"Energy independence" has crept back into the national conversation, which is too bad, because it's a silly idea. Without some miracle breakthrough like controlled fusion, energy independence is unattainable, probably undesirable and discussion of it avoids the real question of why the world continues to let the price of a crucial commodity be set at artificially high levels by a notorious cartel.
Ironically, at this moment of $54-a-barrel oil, OPEC is no longer in control. Given the current realities of supply and demand -- and the panic and speculation driving oil traders -- it is the market that is setting prices.
Transcript: Steven Pearlstein was online to discuss this column.
But let's not let that distract us from the underlying reality: The reason supply is short is because OPEC members have set things up that way, aided and abetted by cooperating nonmembers and major oil companies who have become rich taking a free ride on the price-fixing gravy train. Even if oil prices returned to OPEC's target of $30 a barrel, that is still three times the price that would be generated by a truly competitive oil market open to free trade and investment, according to energy analyst Edward L. Morse and others.
Or put it this way: Even at $30 a barrel, we allow foreigners to impose an energy tax on Americans of at least $140 billion a year -- the equivalent of $1,400 for each household.
Now when I last checked, price fixing violates the criminal laws. We put people in jail for doing it and fine companies millions of dollars when they get caught. But because OPEC is made up of governments that control their oil industries, U.S. courts have decided that its price fixing is immune from prosecution.
Unfortunately, our tolerance of this conspiracy doesn't stop there.
NAFTA grants an exception to Mexico so it can continue to shield its state-owned oil monopoly from competition.
And consider that the U.S. has twice invested blood and treasure to protect the economic interests of Kuwait and Saudi Arabia without ever winning a promise that they would stop picking the pockets of American businesses and consumers.
Can anyone explain why the U.S. government gave the green light for OPEC member Venezuela to buy its way into the American downstream market with its purchase of Citgo? Or why the Federal Reserve saw nothing wrong with allowing a Saudi prince to use his ill-gotten oil gains to buy a big chunk of Citicorp?
It doesn't have to be this way. The Senate Judiciary Committee has twice reported out legislation by Mike DeWine (R-Ohio) and Herb Kohl (D-Wis.) that would extend the reach of antitrust laws to government-owned commercial activities.
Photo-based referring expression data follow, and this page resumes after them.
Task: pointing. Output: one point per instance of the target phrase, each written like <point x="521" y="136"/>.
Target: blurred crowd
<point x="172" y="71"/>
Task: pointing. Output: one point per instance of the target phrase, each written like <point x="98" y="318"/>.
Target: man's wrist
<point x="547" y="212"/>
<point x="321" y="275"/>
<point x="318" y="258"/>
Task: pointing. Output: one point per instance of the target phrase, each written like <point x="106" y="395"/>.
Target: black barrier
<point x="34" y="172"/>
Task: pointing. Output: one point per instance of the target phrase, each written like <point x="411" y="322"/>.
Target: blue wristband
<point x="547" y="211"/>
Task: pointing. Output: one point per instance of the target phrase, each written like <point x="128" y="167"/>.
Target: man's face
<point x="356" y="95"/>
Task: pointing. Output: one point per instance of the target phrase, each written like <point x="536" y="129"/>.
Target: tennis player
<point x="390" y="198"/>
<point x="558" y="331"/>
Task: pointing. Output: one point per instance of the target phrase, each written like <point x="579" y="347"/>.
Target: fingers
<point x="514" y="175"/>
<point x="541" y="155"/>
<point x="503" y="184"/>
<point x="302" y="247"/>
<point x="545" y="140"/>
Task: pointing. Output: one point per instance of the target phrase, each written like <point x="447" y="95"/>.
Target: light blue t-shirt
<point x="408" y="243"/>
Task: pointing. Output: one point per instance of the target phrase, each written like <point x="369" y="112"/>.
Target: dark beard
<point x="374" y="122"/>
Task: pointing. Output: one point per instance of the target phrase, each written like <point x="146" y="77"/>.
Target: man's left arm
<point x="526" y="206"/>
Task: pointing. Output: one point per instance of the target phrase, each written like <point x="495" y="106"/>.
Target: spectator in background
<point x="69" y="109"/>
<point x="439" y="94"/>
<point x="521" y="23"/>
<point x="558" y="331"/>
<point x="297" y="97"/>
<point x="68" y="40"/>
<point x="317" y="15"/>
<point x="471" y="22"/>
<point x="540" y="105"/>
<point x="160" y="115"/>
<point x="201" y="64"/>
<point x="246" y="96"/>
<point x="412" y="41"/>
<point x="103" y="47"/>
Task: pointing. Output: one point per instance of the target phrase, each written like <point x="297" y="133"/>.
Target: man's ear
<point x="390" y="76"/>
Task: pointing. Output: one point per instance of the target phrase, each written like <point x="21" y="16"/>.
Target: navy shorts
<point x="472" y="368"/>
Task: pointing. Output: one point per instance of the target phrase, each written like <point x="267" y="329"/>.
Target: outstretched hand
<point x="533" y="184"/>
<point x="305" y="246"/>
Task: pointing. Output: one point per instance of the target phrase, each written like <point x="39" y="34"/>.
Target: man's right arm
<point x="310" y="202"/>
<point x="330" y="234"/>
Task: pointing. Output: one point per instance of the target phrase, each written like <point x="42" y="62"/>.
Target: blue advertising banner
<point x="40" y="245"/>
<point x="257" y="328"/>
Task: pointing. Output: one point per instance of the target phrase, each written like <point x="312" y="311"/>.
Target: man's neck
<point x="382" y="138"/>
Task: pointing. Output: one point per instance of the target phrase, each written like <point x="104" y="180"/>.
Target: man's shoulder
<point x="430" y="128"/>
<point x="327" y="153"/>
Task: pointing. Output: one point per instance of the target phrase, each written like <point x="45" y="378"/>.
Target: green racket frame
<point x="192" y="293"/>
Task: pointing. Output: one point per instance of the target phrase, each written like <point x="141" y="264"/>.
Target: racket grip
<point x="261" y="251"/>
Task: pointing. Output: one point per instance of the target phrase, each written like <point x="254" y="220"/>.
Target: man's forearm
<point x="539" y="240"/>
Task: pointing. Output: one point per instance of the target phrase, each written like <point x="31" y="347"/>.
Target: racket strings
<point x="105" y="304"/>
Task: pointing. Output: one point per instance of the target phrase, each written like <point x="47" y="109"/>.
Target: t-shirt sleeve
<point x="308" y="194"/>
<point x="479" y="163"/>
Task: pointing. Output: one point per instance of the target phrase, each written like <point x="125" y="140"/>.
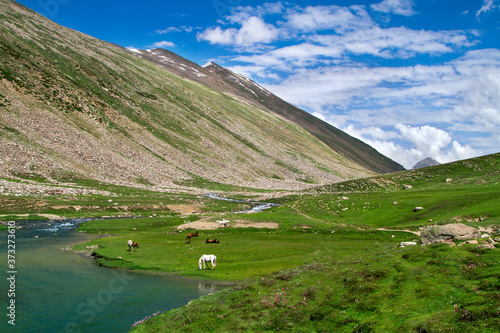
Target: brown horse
<point x="191" y="235"/>
<point x="131" y="245"/>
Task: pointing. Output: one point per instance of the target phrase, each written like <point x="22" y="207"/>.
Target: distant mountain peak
<point x="429" y="161"/>
<point x="208" y="64"/>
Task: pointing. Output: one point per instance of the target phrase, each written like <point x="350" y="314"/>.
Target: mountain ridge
<point x="74" y="106"/>
<point x="350" y="147"/>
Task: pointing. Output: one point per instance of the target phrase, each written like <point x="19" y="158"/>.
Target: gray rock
<point x="440" y="233"/>
<point x="486" y="247"/>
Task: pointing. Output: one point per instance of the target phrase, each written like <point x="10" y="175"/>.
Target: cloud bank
<point x="410" y="93"/>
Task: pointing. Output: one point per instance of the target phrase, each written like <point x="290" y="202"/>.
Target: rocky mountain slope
<point x="225" y="80"/>
<point x="74" y="106"/>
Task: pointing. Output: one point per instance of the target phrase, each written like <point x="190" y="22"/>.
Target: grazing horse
<point x="205" y="259"/>
<point x="131" y="245"/>
<point x="212" y="241"/>
<point x="190" y="235"/>
<point x="223" y="223"/>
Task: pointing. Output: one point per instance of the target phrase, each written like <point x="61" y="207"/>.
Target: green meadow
<point x="327" y="261"/>
<point x="333" y="263"/>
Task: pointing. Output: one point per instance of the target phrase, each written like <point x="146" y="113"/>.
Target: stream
<point x="56" y="290"/>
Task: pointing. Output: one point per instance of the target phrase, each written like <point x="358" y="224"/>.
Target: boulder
<point x="440" y="233"/>
<point x="486" y="247"/>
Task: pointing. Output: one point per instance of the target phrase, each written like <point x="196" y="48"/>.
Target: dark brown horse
<point x="131" y="245"/>
<point x="191" y="235"/>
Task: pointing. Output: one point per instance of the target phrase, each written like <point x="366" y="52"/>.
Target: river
<point x="60" y="291"/>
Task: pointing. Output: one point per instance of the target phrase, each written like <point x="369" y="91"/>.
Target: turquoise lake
<point x="60" y="291"/>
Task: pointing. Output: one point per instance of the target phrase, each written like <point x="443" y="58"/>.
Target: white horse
<point x="205" y="259"/>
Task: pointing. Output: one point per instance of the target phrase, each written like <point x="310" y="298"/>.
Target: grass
<point x="402" y="290"/>
<point x="327" y="267"/>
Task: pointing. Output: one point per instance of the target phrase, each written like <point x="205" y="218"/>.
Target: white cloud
<point x="162" y="44"/>
<point x="400" y="7"/>
<point x="340" y="19"/>
<point x="173" y="29"/>
<point x="326" y="59"/>
<point x="252" y="31"/>
<point x="429" y="142"/>
<point x="488" y="6"/>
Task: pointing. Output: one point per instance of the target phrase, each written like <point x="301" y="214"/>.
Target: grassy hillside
<point x="222" y="79"/>
<point x="76" y="105"/>
<point x="333" y="262"/>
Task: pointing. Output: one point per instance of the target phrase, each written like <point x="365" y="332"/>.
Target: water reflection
<point x="60" y="291"/>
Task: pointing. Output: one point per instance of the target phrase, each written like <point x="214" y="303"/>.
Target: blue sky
<point x="412" y="78"/>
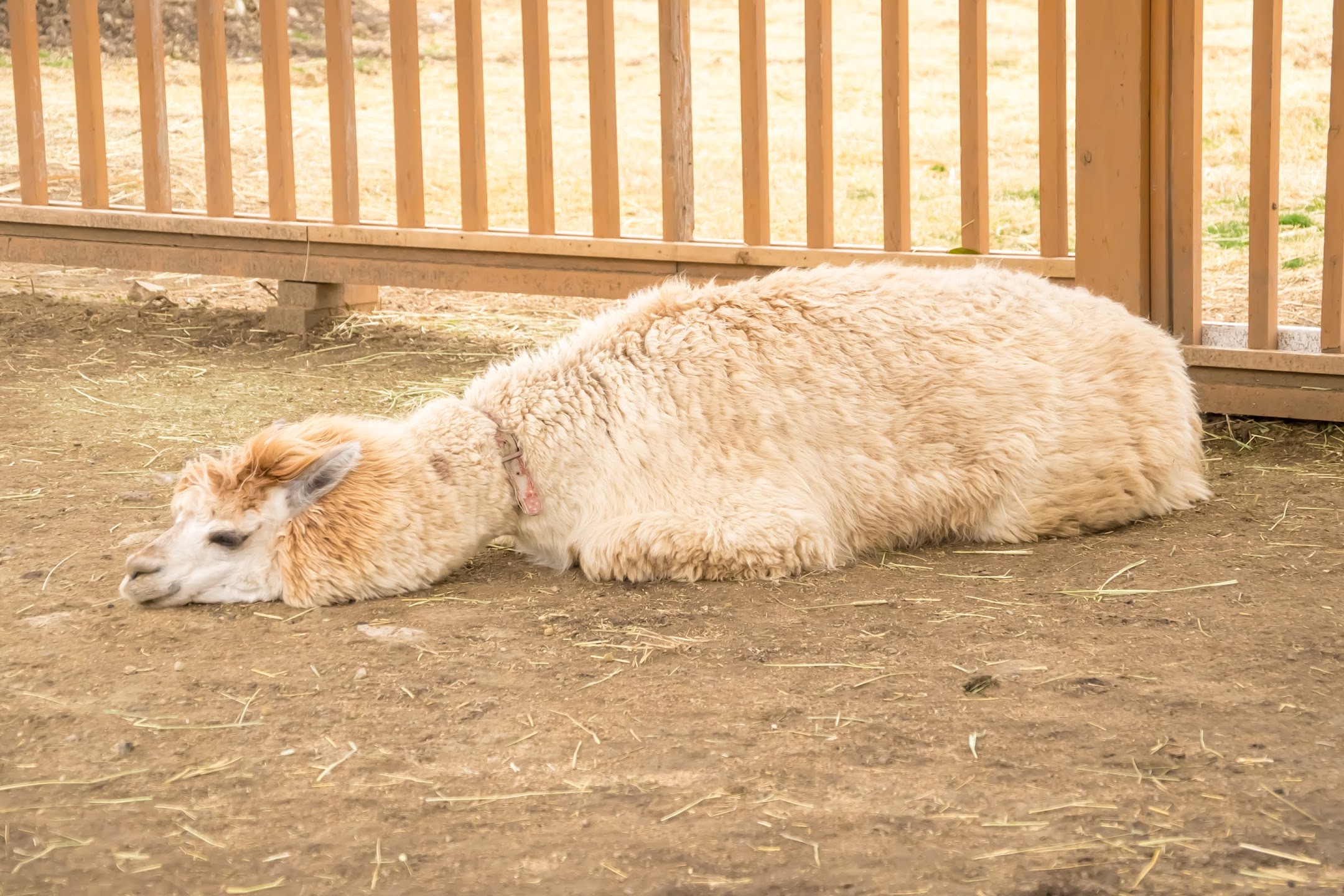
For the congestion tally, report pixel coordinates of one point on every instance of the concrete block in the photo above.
(295, 293)
(303, 306)
(295, 320)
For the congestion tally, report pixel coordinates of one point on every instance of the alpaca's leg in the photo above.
(709, 544)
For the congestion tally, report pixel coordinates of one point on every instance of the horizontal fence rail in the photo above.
(1137, 195)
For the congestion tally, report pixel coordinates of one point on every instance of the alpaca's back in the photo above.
(885, 404)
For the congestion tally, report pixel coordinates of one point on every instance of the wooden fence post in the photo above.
(88, 65)
(340, 104)
(605, 156)
(675, 98)
(154, 105)
(471, 114)
(214, 108)
(1112, 136)
(975, 125)
(27, 103)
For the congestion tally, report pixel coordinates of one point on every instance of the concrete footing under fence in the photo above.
(303, 306)
(1290, 339)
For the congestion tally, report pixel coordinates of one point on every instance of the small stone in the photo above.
(149, 294)
(136, 539)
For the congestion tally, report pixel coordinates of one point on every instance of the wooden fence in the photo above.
(1137, 187)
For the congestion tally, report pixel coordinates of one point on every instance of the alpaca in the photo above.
(756, 429)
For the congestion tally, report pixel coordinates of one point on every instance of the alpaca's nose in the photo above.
(140, 564)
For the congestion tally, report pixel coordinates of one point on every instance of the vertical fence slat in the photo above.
(536, 108)
(1054, 128)
(1159, 164)
(1266, 58)
(154, 105)
(816, 34)
(214, 108)
(675, 108)
(1332, 288)
(27, 103)
(607, 172)
(1112, 192)
(1187, 168)
(975, 127)
(471, 113)
(406, 114)
(280, 129)
(88, 70)
(756, 139)
(895, 125)
(340, 105)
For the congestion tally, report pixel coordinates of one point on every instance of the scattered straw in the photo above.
(55, 567)
(849, 604)
(1290, 805)
(257, 889)
(693, 805)
(329, 768)
(577, 724)
(821, 665)
(816, 848)
(1266, 851)
(73, 783)
(1157, 853)
(69, 842)
(203, 770)
(199, 836)
(1081, 804)
(490, 798)
(601, 680)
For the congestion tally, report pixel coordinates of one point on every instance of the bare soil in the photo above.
(944, 722)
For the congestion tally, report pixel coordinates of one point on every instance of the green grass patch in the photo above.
(1229, 234)
(55, 61)
(1022, 195)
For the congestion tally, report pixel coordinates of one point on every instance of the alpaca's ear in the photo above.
(322, 476)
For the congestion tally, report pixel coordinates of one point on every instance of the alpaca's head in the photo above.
(234, 513)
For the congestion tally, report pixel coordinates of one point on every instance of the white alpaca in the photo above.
(741, 430)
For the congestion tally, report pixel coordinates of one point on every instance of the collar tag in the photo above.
(525, 491)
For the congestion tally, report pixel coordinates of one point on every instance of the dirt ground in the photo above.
(1155, 709)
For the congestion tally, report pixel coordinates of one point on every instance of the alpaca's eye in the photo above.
(228, 539)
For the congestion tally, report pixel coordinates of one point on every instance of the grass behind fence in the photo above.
(858, 176)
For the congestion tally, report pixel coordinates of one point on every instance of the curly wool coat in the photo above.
(756, 429)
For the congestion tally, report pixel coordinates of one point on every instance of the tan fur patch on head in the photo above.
(442, 468)
(240, 478)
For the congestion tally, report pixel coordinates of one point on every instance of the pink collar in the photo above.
(511, 453)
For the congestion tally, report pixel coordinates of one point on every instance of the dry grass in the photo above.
(935, 125)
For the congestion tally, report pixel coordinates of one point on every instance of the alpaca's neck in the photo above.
(429, 493)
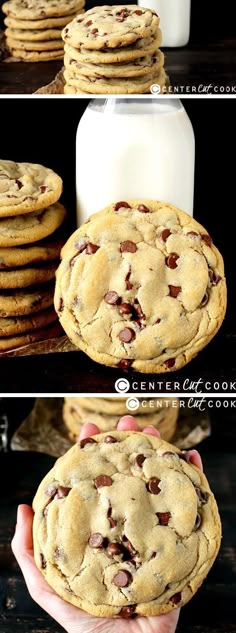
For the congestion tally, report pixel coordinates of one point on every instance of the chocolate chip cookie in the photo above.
(35, 10)
(36, 56)
(142, 66)
(28, 276)
(10, 343)
(110, 27)
(44, 23)
(27, 187)
(124, 526)
(49, 45)
(107, 85)
(20, 325)
(30, 301)
(32, 254)
(142, 47)
(127, 292)
(31, 227)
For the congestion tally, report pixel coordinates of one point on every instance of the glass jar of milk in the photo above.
(174, 19)
(134, 148)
But thanks to the "hold" put on the bill by oil-state senators, the full Senate will never get to consider it.
Why? Because the business model on which big oil companies operate is built around tight supply and monopoly prices. These companies now get most of their record-breaking profits from "upstream" operations -- drilling for oil and selling it at inflated OPEC prices. At the same time, they have systematically retreated from refining and marketing in submarkets that are too competitive, contributing to the recent shortages in gasoline and heating oil. Exploration and drilling budgets, meanwhile, have declined as companies refuse to invest in new projects that won't work if crude prices fall below $20 a barrel. Less drilling today, less supply tomorrow.
There is an alternative to this strategy of kowtowing to OPEC.
For starters, our European friends could let OPEC ministers know that they are no longer welcome in Vienna if their purpose is price fixing. And with Congress's approval, the Justice Department could open a criminal investigation not only of OPEC, but also of private companies that aid and abet its price fixing. Oil-consuming nations could form an oil-buying cartel to build up oil reserves when prices are low and noisily dump them on markets when prices get too high. Countries that prevent private investment in their oil industries could be barred from making similar investments here.
Is there are risk to such a strategy? Sure. But with $54-a-barrel oil, it may be a risk worth taking.